Ларс Арнт выглядел озабоченным и не смотрел мне в глаза. Он проговорил:
— И все же ты чужой здесь, Турмс. Конечно, я не могу, подобно моему отцу, похвалиться тем, что сразу, с первого же взгляда, узнал тебя, но все-таки ты дорог мне, и я не хотел бы, чтобы толпа закидала тебя камнями.
Непрерывно заверяя меня в своей преданности, Ларс Арнт очень быстро выгнал меня из города. Лишь спустя довольно длительное время тарквинцы поняли, что греки завистливы и хитры и способны на подлость ради достижения своих целей.
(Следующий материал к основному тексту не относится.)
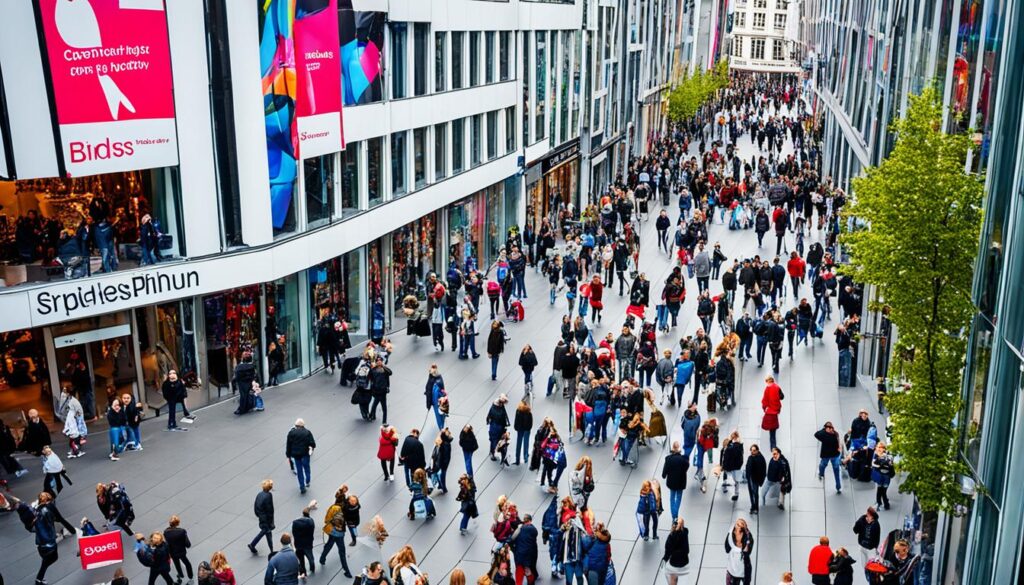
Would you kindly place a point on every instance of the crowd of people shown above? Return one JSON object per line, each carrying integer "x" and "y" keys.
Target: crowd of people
{"x": 641, "y": 378}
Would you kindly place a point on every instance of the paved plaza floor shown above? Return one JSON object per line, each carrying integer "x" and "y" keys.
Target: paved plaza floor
{"x": 210, "y": 475}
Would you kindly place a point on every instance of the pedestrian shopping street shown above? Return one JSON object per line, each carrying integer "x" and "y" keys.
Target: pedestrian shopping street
{"x": 211, "y": 474}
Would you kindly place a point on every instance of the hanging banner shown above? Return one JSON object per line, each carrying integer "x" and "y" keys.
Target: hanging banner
{"x": 317, "y": 68}
{"x": 111, "y": 66}
{"x": 101, "y": 549}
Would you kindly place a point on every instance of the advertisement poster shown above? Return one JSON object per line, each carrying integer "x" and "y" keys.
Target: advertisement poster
{"x": 100, "y": 550}
{"x": 361, "y": 54}
{"x": 317, "y": 67}
{"x": 111, "y": 67}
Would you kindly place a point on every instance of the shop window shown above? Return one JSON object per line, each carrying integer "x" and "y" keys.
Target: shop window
{"x": 283, "y": 329}
{"x": 474, "y": 58}
{"x": 375, "y": 170}
{"x": 420, "y": 157}
{"x": 399, "y": 158}
{"x": 421, "y": 40}
{"x": 504, "y": 53}
{"x": 44, "y": 220}
{"x": 440, "y": 152}
{"x": 458, "y": 144}
{"x": 440, "y": 60}
{"x": 488, "y": 56}
{"x": 492, "y": 134}
{"x": 398, "y": 56}
{"x": 318, "y": 179}
{"x": 458, "y": 44}
{"x": 475, "y": 139}
{"x": 350, "y": 179}
{"x": 509, "y": 129}
{"x": 542, "y": 75}
{"x": 413, "y": 257}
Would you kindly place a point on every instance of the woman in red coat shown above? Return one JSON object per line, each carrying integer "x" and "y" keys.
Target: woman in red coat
{"x": 387, "y": 442}
{"x": 771, "y": 404}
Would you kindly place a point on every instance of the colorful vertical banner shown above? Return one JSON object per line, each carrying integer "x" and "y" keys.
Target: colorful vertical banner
{"x": 110, "y": 63}
{"x": 317, "y": 68}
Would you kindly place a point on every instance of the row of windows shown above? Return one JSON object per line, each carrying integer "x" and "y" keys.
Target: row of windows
{"x": 461, "y": 58}
{"x": 413, "y": 158}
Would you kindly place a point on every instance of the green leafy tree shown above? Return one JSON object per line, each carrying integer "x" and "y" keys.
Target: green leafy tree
{"x": 923, "y": 217}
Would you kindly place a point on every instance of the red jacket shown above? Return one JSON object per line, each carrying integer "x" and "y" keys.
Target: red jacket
{"x": 817, "y": 562}
{"x": 771, "y": 401}
{"x": 797, "y": 267}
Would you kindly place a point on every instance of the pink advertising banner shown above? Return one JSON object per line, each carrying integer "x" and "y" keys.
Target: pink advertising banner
{"x": 317, "y": 66}
{"x": 111, "y": 66}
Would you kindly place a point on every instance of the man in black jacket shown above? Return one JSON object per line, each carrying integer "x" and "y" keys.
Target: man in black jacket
{"x": 263, "y": 508}
{"x": 674, "y": 473}
{"x": 299, "y": 447}
{"x": 756, "y": 469}
{"x": 412, "y": 455}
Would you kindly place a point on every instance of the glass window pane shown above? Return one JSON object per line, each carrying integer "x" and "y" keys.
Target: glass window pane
{"x": 488, "y": 56}
{"x": 458, "y": 144}
{"x": 375, "y": 170}
{"x": 420, "y": 157}
{"x": 397, "y": 59}
{"x": 421, "y": 36}
{"x": 440, "y": 152}
{"x": 350, "y": 179}
{"x": 398, "y": 156}
{"x": 492, "y": 134}
{"x": 458, "y": 42}
{"x": 474, "y": 58}
{"x": 318, "y": 175}
{"x": 475, "y": 148}
{"x": 503, "y": 55}
{"x": 439, "y": 61}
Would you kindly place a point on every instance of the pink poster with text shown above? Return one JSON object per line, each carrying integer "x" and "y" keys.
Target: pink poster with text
{"x": 317, "y": 66}
{"x": 111, "y": 66}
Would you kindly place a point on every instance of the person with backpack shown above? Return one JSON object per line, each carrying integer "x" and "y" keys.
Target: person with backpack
{"x": 155, "y": 555}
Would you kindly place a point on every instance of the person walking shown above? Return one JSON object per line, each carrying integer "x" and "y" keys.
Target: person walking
{"x": 335, "y": 525}
{"x": 771, "y": 405}
{"x": 738, "y": 545}
{"x": 818, "y": 562}
{"x": 496, "y": 345}
{"x": 386, "y": 444}
{"x": 299, "y": 447}
{"x": 674, "y": 473}
{"x": 755, "y": 469}
{"x": 177, "y": 546}
{"x": 522, "y": 424}
{"x": 283, "y": 567}
{"x": 829, "y": 453}
{"x": 677, "y": 552}
{"x": 868, "y": 534}
{"x": 263, "y": 508}
{"x": 303, "y": 529}
{"x": 155, "y": 555}
{"x": 412, "y": 456}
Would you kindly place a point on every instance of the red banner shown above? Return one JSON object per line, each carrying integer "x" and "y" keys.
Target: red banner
{"x": 317, "y": 67}
{"x": 100, "y": 550}
{"x": 111, "y": 66}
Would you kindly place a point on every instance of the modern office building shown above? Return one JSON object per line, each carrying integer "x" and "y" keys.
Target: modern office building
{"x": 862, "y": 60}
{"x": 762, "y": 36}
{"x": 294, "y": 166}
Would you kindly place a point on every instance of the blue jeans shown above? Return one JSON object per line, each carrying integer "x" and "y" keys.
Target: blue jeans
{"x": 302, "y": 470}
{"x": 675, "y": 500}
{"x": 339, "y": 541}
{"x": 117, "y": 439}
{"x": 522, "y": 446}
{"x": 835, "y": 462}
Местные купцы начали терять свои корабли и товарные склады в греческих портах, но и тогда только самые дальновидные из этрусков смогли разобраться в происходящем и отыскать истинных виновников. Прочие же жаловались, говоря:
— Все выглядит так, будто какая-то невидимая рука хватает нас за горло. Наша торговля хиреет. Заморские товары становятся все дороже и дороже, а наши — дешевле и дешевле. Прежде тот, кто посылал свои корабли во многие страны мира, чтобы торговать с ними, богател и радовался жизни, теперь же все совсем иначе. Чем больше сил и денег мы тратим, тем беднее становимся.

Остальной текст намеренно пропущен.